"You shall have your chance with the rest," she cried; "but you will not care about me then. Very likely I may have to fleech and cozen with you like a sweetie-wife at a fair before either of you will marry me. And you know I have sworn on the bones of Saint Bride to marry none but a Douglas of the Douglases!"

Then William Douglas saluted without a word, and turning his bridle-rein rode away with his face steadfastly set to the north. But James ever cried back farewells and jovial words long after he was out of hearing. And even on the heights of Keltonmuir he still fluttered a gay kerchief in his left hand.

Then Margaret Douglas went back within the gates, where her eyes fell upon Maud Lindesay, coming through the castle yard to meet her. For that morning she had not wished to encounter Sholto—at least not among so many. The two maidens walked on together, and which was the fairer, the black or the nut-brown, none could say who beheld them.

After a while Margaret Douglas sighed.

"I wonder which of them I like the best," she said.

Maud laughed a merry, scornful laugh in which was a world of superior knowledge.
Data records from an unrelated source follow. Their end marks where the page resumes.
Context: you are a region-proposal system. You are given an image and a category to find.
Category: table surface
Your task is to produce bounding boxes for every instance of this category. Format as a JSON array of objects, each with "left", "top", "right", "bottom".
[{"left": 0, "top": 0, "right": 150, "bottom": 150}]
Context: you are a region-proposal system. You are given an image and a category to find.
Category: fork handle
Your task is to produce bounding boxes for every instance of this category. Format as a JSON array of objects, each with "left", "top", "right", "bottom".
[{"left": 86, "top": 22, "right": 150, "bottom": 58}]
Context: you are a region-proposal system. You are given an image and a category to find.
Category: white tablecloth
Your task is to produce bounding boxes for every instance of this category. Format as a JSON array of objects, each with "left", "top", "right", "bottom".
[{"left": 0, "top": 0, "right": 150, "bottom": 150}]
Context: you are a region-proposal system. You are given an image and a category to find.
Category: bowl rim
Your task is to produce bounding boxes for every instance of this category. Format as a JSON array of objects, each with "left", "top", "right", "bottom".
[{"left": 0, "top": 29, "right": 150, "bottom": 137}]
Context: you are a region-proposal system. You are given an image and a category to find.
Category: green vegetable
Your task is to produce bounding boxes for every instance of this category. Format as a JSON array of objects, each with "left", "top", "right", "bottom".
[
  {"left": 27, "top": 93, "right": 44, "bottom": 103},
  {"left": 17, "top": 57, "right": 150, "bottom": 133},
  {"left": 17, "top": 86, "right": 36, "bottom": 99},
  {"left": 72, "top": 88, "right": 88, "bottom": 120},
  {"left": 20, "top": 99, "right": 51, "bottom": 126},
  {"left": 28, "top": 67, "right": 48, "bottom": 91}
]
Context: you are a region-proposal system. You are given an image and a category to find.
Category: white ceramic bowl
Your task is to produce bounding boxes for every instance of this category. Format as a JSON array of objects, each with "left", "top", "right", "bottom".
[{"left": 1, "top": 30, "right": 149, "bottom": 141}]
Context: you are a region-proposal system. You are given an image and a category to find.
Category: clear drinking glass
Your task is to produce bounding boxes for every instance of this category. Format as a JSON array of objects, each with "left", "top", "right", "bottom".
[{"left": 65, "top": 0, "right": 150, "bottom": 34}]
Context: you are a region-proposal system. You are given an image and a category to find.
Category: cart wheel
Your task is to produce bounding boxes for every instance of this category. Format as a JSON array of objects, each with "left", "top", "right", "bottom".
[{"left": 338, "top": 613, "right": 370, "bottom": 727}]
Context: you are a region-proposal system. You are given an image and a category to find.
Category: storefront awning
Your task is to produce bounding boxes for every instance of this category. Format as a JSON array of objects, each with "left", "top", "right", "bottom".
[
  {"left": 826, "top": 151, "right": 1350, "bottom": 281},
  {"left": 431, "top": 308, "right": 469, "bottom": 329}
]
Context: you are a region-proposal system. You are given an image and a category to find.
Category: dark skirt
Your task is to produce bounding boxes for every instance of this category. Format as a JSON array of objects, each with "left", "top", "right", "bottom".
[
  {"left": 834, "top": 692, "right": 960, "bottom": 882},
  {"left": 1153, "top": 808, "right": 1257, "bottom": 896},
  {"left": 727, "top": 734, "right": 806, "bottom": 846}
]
"You do not like either of them very much yet, or you would have no difficulty about the matter!" said this wise woman.

"Well, I wonder which of them loves me best," she went on; "James tells me of it a hundred times every day and all day. But William says nothing. He only looks at me often, as if he disapproved of me. I am over light for him, I trow. He thinks not of me."

Then after a pause she said, again with her finger on her lip, "I wonder which of them would do most for my sake?"

"I know!" said Maud Lindesay, promptly.